The Skin of Our Teeth
Directed by Jonathan Tolins
At the Loeb Mainstage
Through Sunday
"EAT YOUR ice cream while it's still on your plate," Sabina the maid tells us early in Thornton Wilder's The Skin Of Our Teeth. And this would seem to be good advice to follow in a play that shows the cyclical and precarious nature of life at such a fast pace that the Ice Age, the Depression and the invention of the alphabet are simultaneous events.
After Harvard audiences have been Stopparded in our tracks and Sheparded nearly to our graves--with an occasional break for some off-beat Shakespeare en route--it's refreshing to see Wilder's pre-War, more-innovative-than-Beckett play on the Loeb Mainstage.
After an Ice-Age news bulletin that announces the sighting of a sunrise, we enter the scene with an introduction from Sabina (Kristin Gasser), who services the Antrobus family of Excelsior, New Jersey. As the too-big-for-her-britches and too-bright-for-her-job housekeeper warns us, this play makes no sense. "It can't even decide if we're living in caves or in New Jersey," she declares. Throughout the play, Sabina, portrayed with superb wit and giddiness by Gasser, continues to step outside of the drama and remind us that this is only a play.
The Antrobus family itself ought to be the ordinary nuclear unit except that Mrs. Antrobus (Rebecca Clark) has to remind Sabina to milk the pet mammoth, son Henry (Remo Airaldi) is 4000 years old and used to be called Cain, and Mr. Antrobus (Eric Oleson) comes home at night with his prototypical model for the wheel. But even if Henry did, eons ago, kill his brother Abel, and even if Sabina does stumble around the house threatening to give her two-weeks notice, throughout the first act the Antrobus family is united with the remaining inhabitants of the world to save the human race.
THE SECOND act opens with the cast in surfer garb dancing in the aisles to "Under The Boardwalk" a la Wuthering Heights. But why not? Happy days are here again, the Ice Age has thawed, the dinosaur is extinct, the tomato is edible and the human race celebrates at a convention of mammals in Atlantic City.
The moral of this play is not too hard to discern. When things are tough, a unified front maintains us. When things are easy, self-interest consumes us until we have too many love affairs or build too many nuclear weapons, and things get tough again. The second-act party turns into the Great Deluge and by the time we're in the third act, war has left the Antrobus home a fortified fallout shelter.
The cyclical nature of it all is even starting to nag at Mr. Antrobus' indefatigable fortitude. In the play's most serious moment, as the family tries to reestablish its happy home, Mr. Antrobus warns his wife, "You and I must never forget those resolves in peacetime that were so clear to us in times of war."

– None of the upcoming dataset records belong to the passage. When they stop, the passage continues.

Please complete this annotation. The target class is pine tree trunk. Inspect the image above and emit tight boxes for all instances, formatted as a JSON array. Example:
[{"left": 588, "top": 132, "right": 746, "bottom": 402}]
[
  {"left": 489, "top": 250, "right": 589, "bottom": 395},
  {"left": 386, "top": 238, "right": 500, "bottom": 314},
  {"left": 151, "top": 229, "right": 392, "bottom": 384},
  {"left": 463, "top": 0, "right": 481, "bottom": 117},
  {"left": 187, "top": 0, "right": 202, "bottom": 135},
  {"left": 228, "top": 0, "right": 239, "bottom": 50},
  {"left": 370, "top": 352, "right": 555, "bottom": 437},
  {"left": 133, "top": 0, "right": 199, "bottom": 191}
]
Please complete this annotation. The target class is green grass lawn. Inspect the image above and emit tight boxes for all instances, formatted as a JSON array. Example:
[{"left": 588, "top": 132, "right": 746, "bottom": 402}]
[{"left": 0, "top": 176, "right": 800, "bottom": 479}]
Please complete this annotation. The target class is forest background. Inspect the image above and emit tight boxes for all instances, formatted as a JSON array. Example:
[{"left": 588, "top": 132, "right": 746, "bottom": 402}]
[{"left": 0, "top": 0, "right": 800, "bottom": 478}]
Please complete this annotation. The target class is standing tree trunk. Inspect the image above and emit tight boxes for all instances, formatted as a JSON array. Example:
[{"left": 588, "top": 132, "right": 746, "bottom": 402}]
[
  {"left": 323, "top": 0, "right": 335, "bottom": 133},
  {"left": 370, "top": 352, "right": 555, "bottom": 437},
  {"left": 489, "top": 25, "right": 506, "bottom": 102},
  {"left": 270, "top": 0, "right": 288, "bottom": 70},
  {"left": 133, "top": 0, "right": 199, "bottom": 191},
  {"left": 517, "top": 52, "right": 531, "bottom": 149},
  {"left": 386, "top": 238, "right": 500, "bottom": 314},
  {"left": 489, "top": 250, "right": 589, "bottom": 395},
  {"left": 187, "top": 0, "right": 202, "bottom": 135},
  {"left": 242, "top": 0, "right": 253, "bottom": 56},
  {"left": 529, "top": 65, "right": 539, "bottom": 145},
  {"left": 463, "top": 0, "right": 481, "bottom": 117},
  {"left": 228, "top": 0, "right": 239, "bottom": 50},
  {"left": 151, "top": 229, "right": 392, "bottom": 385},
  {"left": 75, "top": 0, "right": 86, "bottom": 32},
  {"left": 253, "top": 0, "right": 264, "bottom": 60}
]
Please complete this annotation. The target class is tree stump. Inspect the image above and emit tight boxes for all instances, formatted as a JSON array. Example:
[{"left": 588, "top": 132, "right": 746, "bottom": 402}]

With the characters changing cosmic eras and lifetimes as often as they do, this play is extremely taxing for the performers. Since The Skin Of Our Teeth is both a classic play and a complex one, it's good material to work with and easy material to mess up. Fortunately, Jonathan Tolins' directing keeps an unstructured, multi-faceted play extremely coherent. Oleson and Clark are strong centers to a strong cast where even those playing minor roles are impressive--in particular, Mary Beth Hewitt as the grace-under-pressure and deadpan stage manager.
The Skin Of Our Teeth dares to contemplate how human beings watch the good times come and go and still have the strength to get up and do it again and again--ad nauseum. It seems even more relevent to the Eighties, when overexposure is the great social malady and the cycles are more meteoric, than it does to relatively staid World War II era.